Strong home sales in the summer have prompted the Canadian Real Estate Association to dramatically increase its forecast for sales figures for this year.
The agency is now predicting 432,600 units will change hands this year. That’s only 0.4 per cent below the 2008 figure, and it’s significantly more than the 14.7 per cent sales decline the agency was forecasting as recently as May. “The difference in the resale housing market now, compared to the beginning of the year, is night and day,” CREA President Dale Ripplinger said. “And nowhere is this more evident than in the West.”
British Columbia and Ontario are now forecast to post annual increases in activity this year, reflecting weak demand last year and a subsequent rebound.
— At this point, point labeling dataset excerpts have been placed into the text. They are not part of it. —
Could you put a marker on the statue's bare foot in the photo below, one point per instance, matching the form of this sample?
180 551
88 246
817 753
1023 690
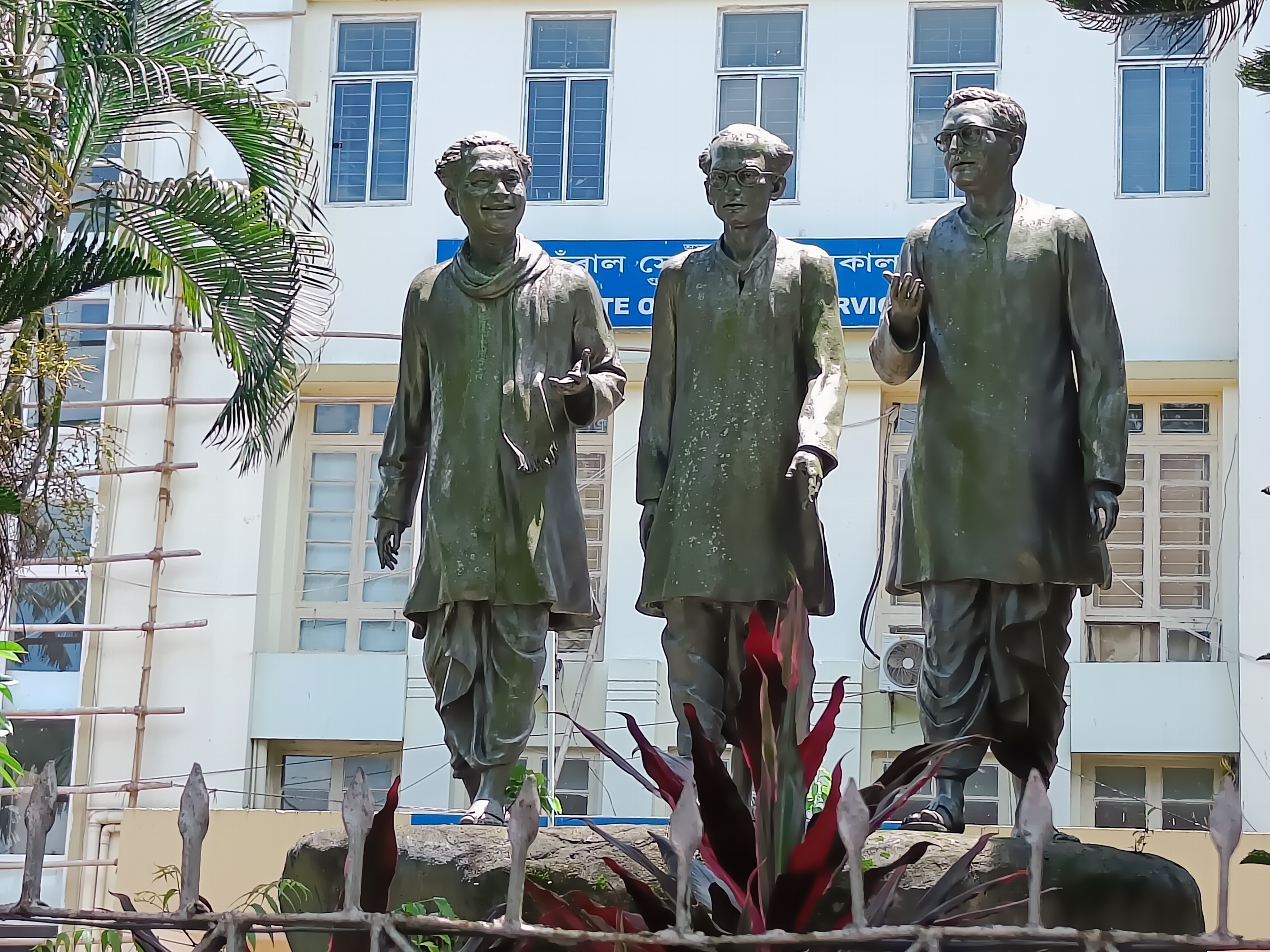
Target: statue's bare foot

Forecast declines in annual activity were trimmed significantly in Alberta, Saskatchewan and Quebec and were also scaled back for New Brunswick and Nova Scotia.
For 2010, the agency is now forecasting a 5.3 per cent increase to 455,400 units. That figure is a smaller increase in activity than was previously forecast.
The main reason for the downgrade is that demand is shifting as buyers move ahead their purchase decisions to take advantage of low interest rates, said CREA chief economist Gregory Klump.
Slight price increase forecast
The agency is now forecasting the average home price to edge up 1.5 per cent in 2009, as the strong rebound in sales activity, not price, in some of Canada’s most expensive markets continues to skew the national, and some provincial, average prices upward.
At -4.4. per cent, Alberta is the only province with a forecast decline in average price in 2009. Average prices are forecast to rise in all other provinces except British Columbia, where prices are expected to be flat. CREA’s previous forecast predicted a decline in the national average price of 5.2 per cent in 2009.
The national average price is forecast to be up 2.1 per cent on a year-over-year basis in 2010.